5x sets of 10 reps @ 66lb....30 second rest between each set. Huge pump.

*Done.*

*saturday, early morning legs;*

*
standing calve raises;*

3x failure sets @ full stack plus 176lb. (didnt count, just did them)

*
super set.....leg extensions + hack squats*

12x extensions @3/4 stack, followed by 12 hacks @ 88lb....... 5x sets, 2min rest between.

*
Ab leg raises;*

just 2x failure sets, was fecked.


----------



## Clubber Lang (Nov 4, 2009)

past 7 days have been abit of a mire, long working days and traveling time, staying away and missing gym sessions and jabs, then working all bank holiday on the doors. Shattered.com.

had my first jab this week, should have had one monday but needed a drink after the bank hol madness, pain relief from all the cuts and bruises from door work. Has still hanging yesterday, mostly tireness. Fall asleep at work during the day and was KO'd by 7pm last night, slept right through till 7am on the sofa ha. Never woke up to move to my bed.

missing todays session cus of working hours too. Had a job this morning then back to unload and load and off to start another job at 430pm.

training and diet have taken a dive TBH.

will be back on the diet and training from tomorrow. Just been well busy at work and nowt i can do about it really.

go on holiday late next week so tempted to have my final Rip Blend jab this friday giving me more sites to jab AP winny ED @ 100mg for the remaing days with 2ml test-e the night before i fly to cover my test levels for the 2 weeks im away.

starting to hit the sunbeds now too & some MT2 prebed.

soooo cant wait to feck off and just eat and drink what i want lol.

unsure what to run when im back. Oct to late December i might do the classic test & deca cycle. Zafa test and AP 250mg dec with some DS dbol on the side.


----------



## C.Hill (Nov 21, 2010)

Clubber Lang said:


> past 7 days have been abit of a mire, long working days and traveling time, staying away and missing gym sessions and jabs, then working all bank holiday on the doors. Shattered.com.
> 
> had my first jab this week, should have had one monday but needed a drink after the bank hol madness, pain relief from all the cuts and bruises from door work. Has still hanging yesterday, mostly tireness. Fall asleep at work during the day and was KO'd by 7pm last night, slept right through till 7am on the sofa ha. Never woke up to move to my bed.
> 
> ...


life just gets in the way sometimes mate!

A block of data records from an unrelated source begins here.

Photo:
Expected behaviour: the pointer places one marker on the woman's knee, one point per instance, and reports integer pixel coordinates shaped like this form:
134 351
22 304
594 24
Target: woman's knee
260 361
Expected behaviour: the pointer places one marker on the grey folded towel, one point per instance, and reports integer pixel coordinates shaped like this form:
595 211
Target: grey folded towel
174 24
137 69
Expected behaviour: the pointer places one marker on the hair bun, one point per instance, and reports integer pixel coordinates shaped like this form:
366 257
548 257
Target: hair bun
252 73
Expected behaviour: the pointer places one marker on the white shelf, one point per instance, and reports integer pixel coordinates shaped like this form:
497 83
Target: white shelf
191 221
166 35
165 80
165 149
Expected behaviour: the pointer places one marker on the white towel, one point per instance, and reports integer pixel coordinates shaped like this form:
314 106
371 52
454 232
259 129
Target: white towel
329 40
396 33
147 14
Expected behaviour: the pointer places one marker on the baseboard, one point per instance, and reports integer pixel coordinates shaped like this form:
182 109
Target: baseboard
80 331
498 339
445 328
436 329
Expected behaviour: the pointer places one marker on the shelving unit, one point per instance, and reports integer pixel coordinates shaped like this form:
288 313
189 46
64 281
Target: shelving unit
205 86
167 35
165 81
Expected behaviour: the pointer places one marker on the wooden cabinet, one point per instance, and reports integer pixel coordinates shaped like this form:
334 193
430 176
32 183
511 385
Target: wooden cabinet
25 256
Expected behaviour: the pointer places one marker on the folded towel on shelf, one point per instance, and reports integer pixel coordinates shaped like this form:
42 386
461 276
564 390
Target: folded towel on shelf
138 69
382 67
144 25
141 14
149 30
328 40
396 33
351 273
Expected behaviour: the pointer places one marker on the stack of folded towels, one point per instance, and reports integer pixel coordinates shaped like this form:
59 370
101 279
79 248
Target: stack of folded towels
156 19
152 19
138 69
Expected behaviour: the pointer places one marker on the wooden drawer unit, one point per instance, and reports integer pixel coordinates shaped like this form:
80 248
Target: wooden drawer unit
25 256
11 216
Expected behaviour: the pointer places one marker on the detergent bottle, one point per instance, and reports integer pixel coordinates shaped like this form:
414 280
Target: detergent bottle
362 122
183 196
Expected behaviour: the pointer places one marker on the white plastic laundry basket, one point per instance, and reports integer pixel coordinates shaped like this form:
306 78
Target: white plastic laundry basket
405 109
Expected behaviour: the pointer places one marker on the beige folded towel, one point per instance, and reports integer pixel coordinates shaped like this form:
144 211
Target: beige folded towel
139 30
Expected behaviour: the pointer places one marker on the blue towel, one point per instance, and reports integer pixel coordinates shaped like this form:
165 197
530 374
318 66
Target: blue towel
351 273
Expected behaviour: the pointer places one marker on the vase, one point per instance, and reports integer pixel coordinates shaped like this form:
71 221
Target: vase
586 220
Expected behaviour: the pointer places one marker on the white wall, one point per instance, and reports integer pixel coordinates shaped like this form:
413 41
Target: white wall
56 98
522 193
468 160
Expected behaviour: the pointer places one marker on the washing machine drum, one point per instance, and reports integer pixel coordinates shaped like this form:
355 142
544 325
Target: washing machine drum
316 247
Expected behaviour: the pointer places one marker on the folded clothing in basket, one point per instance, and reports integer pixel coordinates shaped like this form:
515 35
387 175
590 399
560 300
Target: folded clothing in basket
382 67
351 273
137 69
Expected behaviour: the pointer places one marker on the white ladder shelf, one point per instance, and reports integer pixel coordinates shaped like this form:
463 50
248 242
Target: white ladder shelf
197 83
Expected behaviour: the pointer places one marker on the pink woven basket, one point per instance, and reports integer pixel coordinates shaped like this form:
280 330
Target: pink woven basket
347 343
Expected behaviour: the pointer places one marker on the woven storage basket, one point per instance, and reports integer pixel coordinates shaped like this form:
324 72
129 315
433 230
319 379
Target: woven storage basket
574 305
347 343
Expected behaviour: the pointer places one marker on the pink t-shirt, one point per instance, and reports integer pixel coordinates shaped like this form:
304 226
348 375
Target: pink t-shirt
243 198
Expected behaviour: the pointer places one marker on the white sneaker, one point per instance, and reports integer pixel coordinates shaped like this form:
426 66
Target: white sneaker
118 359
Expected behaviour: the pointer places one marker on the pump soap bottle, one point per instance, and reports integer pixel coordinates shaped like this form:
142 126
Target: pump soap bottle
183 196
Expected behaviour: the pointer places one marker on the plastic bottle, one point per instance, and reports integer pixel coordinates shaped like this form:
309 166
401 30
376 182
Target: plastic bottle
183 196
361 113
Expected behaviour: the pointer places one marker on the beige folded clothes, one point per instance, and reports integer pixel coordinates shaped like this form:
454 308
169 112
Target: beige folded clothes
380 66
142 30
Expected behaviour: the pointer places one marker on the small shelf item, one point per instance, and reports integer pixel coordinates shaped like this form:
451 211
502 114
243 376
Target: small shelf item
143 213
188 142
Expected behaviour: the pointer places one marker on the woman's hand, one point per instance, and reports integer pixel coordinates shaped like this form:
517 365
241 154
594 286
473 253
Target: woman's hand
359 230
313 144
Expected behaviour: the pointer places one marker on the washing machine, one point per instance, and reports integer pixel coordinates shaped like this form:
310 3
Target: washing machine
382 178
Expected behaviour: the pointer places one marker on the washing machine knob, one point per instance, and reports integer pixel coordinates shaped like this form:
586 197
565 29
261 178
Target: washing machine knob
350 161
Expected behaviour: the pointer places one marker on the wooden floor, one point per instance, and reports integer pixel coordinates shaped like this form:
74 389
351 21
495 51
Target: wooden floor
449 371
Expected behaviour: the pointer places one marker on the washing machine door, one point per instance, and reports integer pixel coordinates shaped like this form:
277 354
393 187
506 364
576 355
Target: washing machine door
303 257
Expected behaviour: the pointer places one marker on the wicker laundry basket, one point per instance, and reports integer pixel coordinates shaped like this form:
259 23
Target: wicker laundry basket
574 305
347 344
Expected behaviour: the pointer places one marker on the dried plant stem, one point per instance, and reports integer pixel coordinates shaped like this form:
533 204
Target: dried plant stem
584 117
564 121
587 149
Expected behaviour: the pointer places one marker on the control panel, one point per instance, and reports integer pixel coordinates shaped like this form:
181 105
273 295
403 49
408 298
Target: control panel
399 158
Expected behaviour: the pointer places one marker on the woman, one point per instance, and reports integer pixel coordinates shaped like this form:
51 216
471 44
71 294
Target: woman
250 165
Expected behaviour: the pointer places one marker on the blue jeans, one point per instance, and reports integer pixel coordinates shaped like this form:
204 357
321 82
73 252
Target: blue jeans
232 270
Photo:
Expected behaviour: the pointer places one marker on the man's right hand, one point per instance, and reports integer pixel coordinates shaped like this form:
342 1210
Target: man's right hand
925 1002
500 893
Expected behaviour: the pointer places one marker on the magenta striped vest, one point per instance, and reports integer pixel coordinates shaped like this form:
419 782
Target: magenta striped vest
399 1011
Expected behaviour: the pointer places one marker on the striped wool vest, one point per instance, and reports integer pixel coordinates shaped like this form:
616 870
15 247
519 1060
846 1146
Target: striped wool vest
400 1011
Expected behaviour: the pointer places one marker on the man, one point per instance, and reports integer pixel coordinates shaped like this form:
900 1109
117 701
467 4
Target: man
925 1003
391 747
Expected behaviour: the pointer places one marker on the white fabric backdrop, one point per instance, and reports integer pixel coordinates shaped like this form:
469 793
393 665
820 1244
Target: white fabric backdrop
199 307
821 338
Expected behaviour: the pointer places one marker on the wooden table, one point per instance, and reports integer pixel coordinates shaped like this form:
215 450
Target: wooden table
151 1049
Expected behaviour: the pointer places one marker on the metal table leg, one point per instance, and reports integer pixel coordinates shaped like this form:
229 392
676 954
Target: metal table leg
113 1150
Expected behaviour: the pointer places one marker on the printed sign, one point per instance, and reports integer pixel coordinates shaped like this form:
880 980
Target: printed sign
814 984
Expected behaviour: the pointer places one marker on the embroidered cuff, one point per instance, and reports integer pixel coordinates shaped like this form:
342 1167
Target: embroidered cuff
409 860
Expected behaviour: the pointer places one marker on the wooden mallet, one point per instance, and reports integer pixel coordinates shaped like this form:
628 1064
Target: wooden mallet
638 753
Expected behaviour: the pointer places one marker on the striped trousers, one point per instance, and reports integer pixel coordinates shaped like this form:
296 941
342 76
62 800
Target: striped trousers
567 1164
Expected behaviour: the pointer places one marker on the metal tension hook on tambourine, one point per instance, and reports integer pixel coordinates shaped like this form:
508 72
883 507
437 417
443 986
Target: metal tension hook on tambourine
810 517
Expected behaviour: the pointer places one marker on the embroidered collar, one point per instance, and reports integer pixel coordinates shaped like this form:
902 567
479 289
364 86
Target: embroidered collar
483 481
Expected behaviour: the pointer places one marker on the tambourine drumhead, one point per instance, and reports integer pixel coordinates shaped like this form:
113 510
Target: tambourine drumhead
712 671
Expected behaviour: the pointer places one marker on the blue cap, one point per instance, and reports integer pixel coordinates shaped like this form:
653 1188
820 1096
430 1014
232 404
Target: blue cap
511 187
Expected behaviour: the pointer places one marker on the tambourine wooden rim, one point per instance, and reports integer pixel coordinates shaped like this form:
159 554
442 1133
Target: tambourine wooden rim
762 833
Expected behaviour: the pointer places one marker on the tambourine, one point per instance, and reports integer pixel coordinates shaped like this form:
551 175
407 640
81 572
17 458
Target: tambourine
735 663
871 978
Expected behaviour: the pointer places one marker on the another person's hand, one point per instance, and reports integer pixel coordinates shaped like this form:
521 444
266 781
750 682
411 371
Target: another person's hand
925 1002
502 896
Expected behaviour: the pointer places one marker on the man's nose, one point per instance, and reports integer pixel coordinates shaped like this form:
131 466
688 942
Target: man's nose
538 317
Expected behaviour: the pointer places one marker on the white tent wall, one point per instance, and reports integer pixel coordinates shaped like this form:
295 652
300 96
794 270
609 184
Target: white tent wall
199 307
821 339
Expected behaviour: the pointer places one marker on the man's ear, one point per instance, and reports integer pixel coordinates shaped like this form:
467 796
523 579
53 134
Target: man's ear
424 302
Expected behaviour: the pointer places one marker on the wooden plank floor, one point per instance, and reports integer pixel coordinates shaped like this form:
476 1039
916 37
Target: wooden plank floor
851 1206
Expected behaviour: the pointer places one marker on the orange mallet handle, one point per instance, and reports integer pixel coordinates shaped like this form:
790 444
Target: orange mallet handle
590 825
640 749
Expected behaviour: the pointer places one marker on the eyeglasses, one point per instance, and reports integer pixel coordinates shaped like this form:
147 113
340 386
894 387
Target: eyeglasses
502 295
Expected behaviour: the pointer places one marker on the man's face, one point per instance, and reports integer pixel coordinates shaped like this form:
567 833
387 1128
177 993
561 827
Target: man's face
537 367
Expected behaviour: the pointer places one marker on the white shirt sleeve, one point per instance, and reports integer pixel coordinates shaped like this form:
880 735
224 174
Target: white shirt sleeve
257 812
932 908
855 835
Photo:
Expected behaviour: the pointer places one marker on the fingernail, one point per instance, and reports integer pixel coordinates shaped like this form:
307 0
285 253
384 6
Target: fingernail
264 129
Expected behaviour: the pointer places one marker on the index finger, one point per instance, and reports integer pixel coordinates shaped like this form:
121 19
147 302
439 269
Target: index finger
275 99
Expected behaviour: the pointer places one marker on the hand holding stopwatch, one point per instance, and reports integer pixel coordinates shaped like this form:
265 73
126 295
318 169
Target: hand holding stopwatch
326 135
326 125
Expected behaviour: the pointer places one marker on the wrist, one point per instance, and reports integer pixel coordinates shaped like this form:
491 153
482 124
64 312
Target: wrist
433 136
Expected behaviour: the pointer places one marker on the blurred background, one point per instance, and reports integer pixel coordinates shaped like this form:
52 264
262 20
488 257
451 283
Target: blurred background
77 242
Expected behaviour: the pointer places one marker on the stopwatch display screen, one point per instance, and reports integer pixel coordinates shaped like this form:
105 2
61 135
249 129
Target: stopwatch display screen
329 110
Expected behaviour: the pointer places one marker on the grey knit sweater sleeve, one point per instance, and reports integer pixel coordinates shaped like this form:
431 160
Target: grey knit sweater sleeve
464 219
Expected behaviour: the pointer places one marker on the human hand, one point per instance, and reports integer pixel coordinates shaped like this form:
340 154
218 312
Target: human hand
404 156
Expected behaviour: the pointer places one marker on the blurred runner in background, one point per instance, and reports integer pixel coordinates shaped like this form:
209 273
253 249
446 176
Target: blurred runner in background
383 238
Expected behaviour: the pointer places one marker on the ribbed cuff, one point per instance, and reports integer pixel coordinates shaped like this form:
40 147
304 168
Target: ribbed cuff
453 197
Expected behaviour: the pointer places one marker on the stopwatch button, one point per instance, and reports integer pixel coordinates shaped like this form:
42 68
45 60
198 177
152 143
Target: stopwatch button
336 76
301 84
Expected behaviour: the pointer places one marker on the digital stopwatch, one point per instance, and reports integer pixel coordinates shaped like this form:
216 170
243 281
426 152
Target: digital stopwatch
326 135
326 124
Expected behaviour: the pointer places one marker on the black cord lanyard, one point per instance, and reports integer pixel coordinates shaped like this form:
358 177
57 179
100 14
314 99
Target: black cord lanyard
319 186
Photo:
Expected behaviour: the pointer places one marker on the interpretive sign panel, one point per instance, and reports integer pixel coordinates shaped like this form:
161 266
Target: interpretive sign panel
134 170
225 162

Get much drama on the doors?


----------



## Clubber Lang (Nov 4, 2009)

C.Hill said:


> life just gets in the way sometimes mate!
> 
> Get much drama on the doors?


loads!

friday was fine, cant remember a great deal happening, no police needed

saturday, turned some ****ed up cockney away who decided to start on another group a few metres up the road. Went up to sort that out only for the cheeky git to sneak in the pub. Ripped him out the place for him to kick off in the middle of the street to which he decided to charge us, but tripped over himself and landed face down lol. Pinned him and called a unit.

then had a two ****ed up woman turned away only to attack another female who was just passing by, poor woman had done nothing wrong! Had to rush over and grab two of them. All three of us fell to the floor only for the other bird to start kicking the passer by in the head a good few times before doorstaff could pull her off. I had to choke the aggressive bird out, only way to make her let go. Blood everywhere. Passer by had her nose broken!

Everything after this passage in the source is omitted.